- Born: 1903 Sullivan, Indiana, U.S.
- Died: 1978 (aged 74–75) St. Petersburg, Florida, U.S.
- Education: Indiana University Bloomington Yale University
- Occupations: Publisher, media proprietor
- Spouse: Marian Knauss

= Nelson Poynter =

American publisher (1903–1978)

Nelson Poynter (1903–1978) was an American publisher and media proprietor. He was the owner of the Times Publishing Company, and the co-founder of Congressional Quarterly. He is the namesake of the Poynter Institute.

==Early life==
Poynter was born in Sullivan, Indiana, in 1903. His family moved to Florida nine years later when his father, Paul Poynter, bought the St. Petersburg Times. Nelson returned to Indiana to get his B.A. from Indiana University Bloomington in 1924 and went on to complete a master's degree from Yale University in 1927. While in his junior year at Indiana University Bloomington, he was the editor in chief of the Indiana Daily Student.

==Career==
Poynter worked various newspaper jobs across the country after completing his education. He began buying stock from his father in 1935, and he became an editor in 1939. He stayed in this position until his father's death in 1950 when he was appointed president. He co-founded Congressional Quarterly with his wife, Henrietta.

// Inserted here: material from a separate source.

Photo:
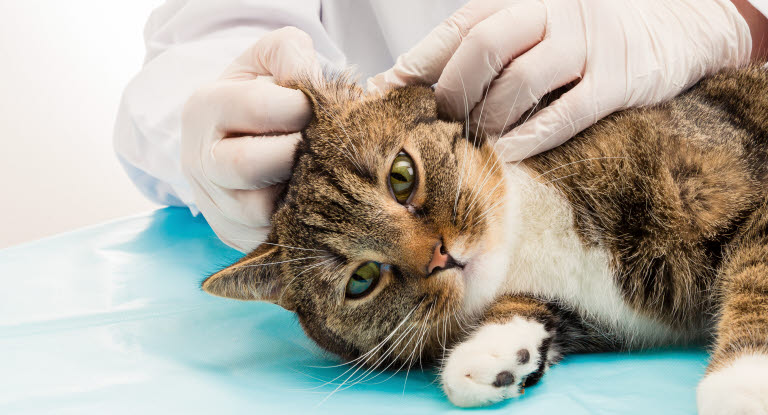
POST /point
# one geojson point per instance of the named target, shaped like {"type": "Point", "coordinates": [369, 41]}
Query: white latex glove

Poynter established the Poynter Fund in 1954 to honor his father. He gave generously to his two alma maters to enrich their journalism programs. His most lasting legacies were to establish the Modern Media Institute, which was renamed the Poynter Institute after his death in 1978, and to will his majority share in the Times Publishing Company, which owns the St. Petersburg Times (renamed the Tampa Bay Times in 2012), which likely saved the paper, and Congressional Quarterly (sold to The Economist Group in 2009).

==Personal life, death and legacy==
Poynter was married three times: first to Catherine, then to Henrietta from 1942 until her death in 1968, and finally to Marian Knauss until his death. He had two daughters.

Poynter died of a cerebral hemorrhage on June 15, 1978, in St. Petersburg, Florida. In a memo beforehand, he instructed The Times staff not to overplay news of his death and insisted there be no memorial service because "I have observed no one really likes to go to a funeral."

The Nelson Poynter Memorial Library, built in 1996, was built in memory of Poynter on the campus of the University of South Florida St. Petersburg.